HOUSTON — Elaine Roberts, a longtime bagger at a supermarket, tried to be so careful. She put on gloves and stopped riding the bus to work, instead relying on her father to drive her to keep their family safe. She wore masks — in space-themed fabrics stitched by her sister — as she stacked products on shelves, helped people to their cars and retrieved carts from the parking lot.
But many of the customers at the Randalls store in a Houston suburb did not wear them, she noticed, even as coronavirus cases in the state began rising in early June. Gov. Greg Abbott, who had pushed to reopen businesses in Texas, was refusing to make masks mandatory and for weeks had blocked local officials from enforcing any mask requirements. The grocery store only posted signs asking shoppers to wear them.
Ms. Roberts, 35, who has autism and lives with her parents, got sick first, sneezing and coughing. Then her father, Paul, and mother, Sheryl, who had been so cautious after the pandemic struck that their rare ventures out were mostly for bird-watching in a nearly empty park, were hospitalized with breathing problems.
Their cases were unusual: Sheryl Roberts, a sunny former nurse, had severe psychiatric symptoms that made doctors fear she was suicidal, possibly an effect of the disease and medicines to treat it. She is recovering, but her husband is critically ill, on a ventilator, with failing kidneys and a mysterious paralysis that has afflicted about a dozen others at Houston Methodist Hospital.
While no one can be certain how Elaine Roberts was infected, her older sister, Sidra Roman, blamed grocery customers who she felt had put her family in danger.
“Wearing a piece of cloth, it’s a little uncomfortable,” she said. “It’s a lot less uncomfortable than ventilators, dialysis lines, all of those things that have had to happen to my father. And it’s not necessarily you that’s going to get sick and get hurt.”
“Whoever came to the grocery store and didn’t wear a mask,” she added, “doesn’t know this is going on.”
What happened to the Robertses is in many ways the story of Texas, one of the nation’s hot spots as coronavirus cases mount and deaths climb. For weeks, politicians were divided over keeping the economy open, citizens were polarized about wearing masks, doctors were warning that careless behavior could imperil others, and families were put at risk by their young.
Mr. Roberts, 67, is among the patients now packing intensive care units across Texas and other parts of the Sun Belt. The surge in virus cases here that took off in June first appeared to involve mostly younger adults, causing milder illnesses doctors believed would respond to new treatments. But the chain of infections that began with people under 40 — many who socialized at bars or parties without masks or distancing — moved to essential workers like Ms. Roberts, and then to their relatives.
“We thought this might be different, maybe with some of the things we’ve learned,” Dr. Pat Herlihy, chief of critical care at Baylor St. Luke’s Medical Center, said last week. But, he went on, “We’re right there now with super, super sick people.”
The same is likely to befall hospitals in other areas where cases are rising; Houston was among the cities at the leading edge of the summer wave, and critical illnesses often lag new infections by weeks.

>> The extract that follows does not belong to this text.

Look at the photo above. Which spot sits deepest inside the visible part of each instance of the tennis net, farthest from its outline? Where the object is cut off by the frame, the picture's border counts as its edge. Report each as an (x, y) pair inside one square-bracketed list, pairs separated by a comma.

Nearly 11,000 confirmed coronavirus patients were in Texas hospitals as of Wednesday, the last day for which complete data were available. It was a record high, according to the state health department, five times as many as the peak in the spring.
At Houston Methodist, the city’s largest hospital, beds were filled disproportionately with Hispanic patients and with multiple members of families. There were people who believed they were invulnerable to the virus and others, like the Robertses, who knew that they were not. Coronavirus deaths across Methodist’s hospital system have multiplied, as they have elsewhere: 31 in May, 47 in June and 144 in the first three weeks of July.
Administrators have created I.C.U. after I.C.U. to tend to the growing number of severely ill patients who often require weeks of resource-intensive treatment. In recent days, doctors were told to stop offering a remedy of last resort — treatment with a heart-lung machine — to any more patients because staffing was too stretched.
With patients on ventilators awaiting beds in I.C.U.s, physicians have been pressed to move patients through as quickly as possible, including urging families to make decisions about removing life support when there is little chance of recovery.
Dr. Herlihy and Dr. Faisal Masud, the head of critical care at the Methodist hospital system, said that because so many patients were so severely sick, they had been forced to turn away some transfers from other institutions.
“I get desperate calls, desperate emails,” Dr. Masud said. “I have to make the call as to who can come and not come in. That’s a huge burden, because in my heart, with my saying no, they will more than likely end up dying.”
Masks Were ‘Kind of 50-50’
Elaine Roberts began working at the Randalls grocery store in Bellaire, part of a Houston chain, when she was 16. Nearly two decades later, she is one of its longest-tenured employees.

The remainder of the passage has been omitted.